2024 was the third consecutive year that EMI Records had come out on top thanks to sales such as Taylor Swift‘s ‘The Tortured Poets Department‘, which shifted 254,241 copies in the first six months of 2024 and ended the year on 783,820 units, making it their biggest seller.
RCA came in second for combined consumption in 2024 with a 10 per cent share and it was the market leader based on track streams with a 10.8 per cent share.
The label enjoyed domestic breakthrough success with BRIT Rising Star winner Myles Smith, whose single ‘Stargazing’ clocked up 1,012,699 sales and was as the 12th biggest track of 2024. Beyoncé‘s album ‘Cowboy Carter‘ also shifted 137,499 units while single ‘Texas Hold ‘Em’ clocked up 959,373 units.
Polydor was third on combined consumption with a 9.9 per cent share thanks to the likes of Sabrina Carpenter‘s ‘Short n’ Sweet‘ which totalled 372,956 units. Her three chart-topping singles – ‘Espresso’, ‘Please Please Please’ and ‘Taste – were among the biggest of the year with huge numbers.
Island Records also had a good year thanks to releases from Noah Kahan, Hozier and Chappell Roan as did Parlophone, with Coldplay‘s ‘Moon Music‘ and Warner Records due to Dua Lipa‘s third album ‘Radical Optimism‘.
Warner Music’s Atlantic label enjoyed success too following the success of Charli XCX‘s ‘Brat‘ album, which became a cultural phenomenon.
It comes after the consumption of UK-recorded music saw a substantial increase in 2024, according to figures from the British Phonographic Industry (BPI), earlier this week. Part of the success of UK music was attributed to an unrivalled rise and support for women in the industry, led by the likes of Charli XCX among others.

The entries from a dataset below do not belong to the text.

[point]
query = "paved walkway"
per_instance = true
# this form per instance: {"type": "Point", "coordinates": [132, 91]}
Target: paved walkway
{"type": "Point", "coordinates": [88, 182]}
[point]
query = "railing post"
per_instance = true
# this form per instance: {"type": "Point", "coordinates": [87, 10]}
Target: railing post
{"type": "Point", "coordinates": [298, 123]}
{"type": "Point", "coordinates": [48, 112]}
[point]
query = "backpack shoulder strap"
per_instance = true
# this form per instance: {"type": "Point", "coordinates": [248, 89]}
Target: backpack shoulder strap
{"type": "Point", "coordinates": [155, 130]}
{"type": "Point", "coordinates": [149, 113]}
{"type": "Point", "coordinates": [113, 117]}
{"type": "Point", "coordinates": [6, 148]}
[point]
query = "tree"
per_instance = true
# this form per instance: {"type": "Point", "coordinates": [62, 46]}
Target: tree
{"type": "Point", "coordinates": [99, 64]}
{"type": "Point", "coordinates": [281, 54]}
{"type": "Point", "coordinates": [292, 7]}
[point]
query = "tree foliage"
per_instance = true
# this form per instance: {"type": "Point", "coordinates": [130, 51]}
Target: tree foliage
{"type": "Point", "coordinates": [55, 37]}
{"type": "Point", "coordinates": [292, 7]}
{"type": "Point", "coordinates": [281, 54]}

For the first time since 1994, sales of physical albums sales saw a year-on-year increase by 1.4 per cent, marking the 17th consecutive rise in vinyl purchases – this was forecast last July, when it was reported that sales would see an increase for the first time in 20 years.
This takes the vinyl market to a three-decade high, with sales up 9.1 per cent to 6.7million units. However, the sale of physical CDs have continually declined 2.9 per cent, though this is offset by vinyl’s increase.
While classic releases remain a fixture in the revival of vinyl culture, eight of 2024’s Top 10 vinyl record sales are new releases from the likes of Taylor Swift, Fontaines D.C., Chappell Roan, Charli XCX, Coldplay, The Cure and more.
‘Brat’ was also named as the Album of the Year by NME. “‘Brat’ as cultural sensation was a sight to behold, to be sure. But ‘Brat’ as an album – the record at the core of the rollout, the music beneath the marketing – is quite simply exceptional,” NME noted.